Wednesday, November 10, 2021

Calm Down

Sorry to burst your bubble, but that's how the process works. Everybody gets a say, including you, including the people whose ideas you don't like.

I hate book banning with a passion.  But I also know it's a minority of students who use the library in the first place, and that minority gets smaller and smaller as you move up the grade levels.  Asking a committee of administrators and librarians to review a book for appropriateness is not exactly yanking it out of a curious child's hands, much less starting a bonfire on the school playground.  Libraries buy books in bulk; some of them may include inappropriate illustrations (the rise of graphic novels has made this more and more possible). Checking those books for grade levels is not the same thing as book burning or thought control.

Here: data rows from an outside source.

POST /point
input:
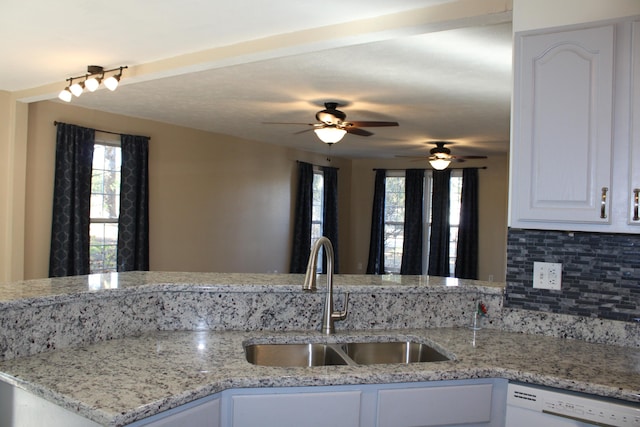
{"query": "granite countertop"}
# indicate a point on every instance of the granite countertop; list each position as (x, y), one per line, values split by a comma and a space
(117, 348)
(120, 381)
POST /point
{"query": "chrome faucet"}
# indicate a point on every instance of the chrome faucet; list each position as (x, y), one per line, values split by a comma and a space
(328, 315)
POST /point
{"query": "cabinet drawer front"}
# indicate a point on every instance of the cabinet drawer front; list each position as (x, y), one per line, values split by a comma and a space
(435, 406)
(335, 409)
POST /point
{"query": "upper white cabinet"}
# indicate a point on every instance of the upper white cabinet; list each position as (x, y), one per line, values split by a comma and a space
(573, 148)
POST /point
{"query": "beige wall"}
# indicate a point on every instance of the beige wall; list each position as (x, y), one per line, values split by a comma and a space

Many of the reviews that have been done have returned the books to the shelves, or found they are appropriate for some grade levels, but not for others.  It's the way the system works.
Yeah, I remember hearing our high school librarian had pulled Cat's Cradle because a conversation between the narrator and a prostitute implied they ended up doing business together.  By that time those of us who were reading Vonnegut already had a copy, and a year earlier we were all discussing the wedding sex scene on page whatever of The Godfather which probably never made it to the school library either (although these days I wouldn't be surprised to see it there).  We all had our own copies.  I read my way through two of the three libraries of the public schools I attended (found some pretty decent porn in the UT library, but I was an adult by then).  I don't know too many students who did that.  I also read Kierkegaard in high school, without much understanding it.  I didn't find that in any library in town.  Keeping books off library shelves is not something I favor; but neither does it lead to the closing of the American Mind.  That door is more often never even opened, in my experience.

Although this is another matter: I do like this comment from one of the would-be book burners: 

...fellow board member Kirk Twigg added that he wants to "see the books before we burn them so we can identify within our community that we are eradicating this bad stuff."  

That's "porn is bad, but I have to review it first to SEE how bad it is!"  And book burning is well into "If it was good enough for the Nazis" territory.  But because two board members asked for it, doesn't mean it will happen. If anything, it's cause to vote those two clowns off the board at first chance.

Calm down.  I know the internet is an outrage manufacturer, and it's primary product is pissed off people.  Don't be one of them.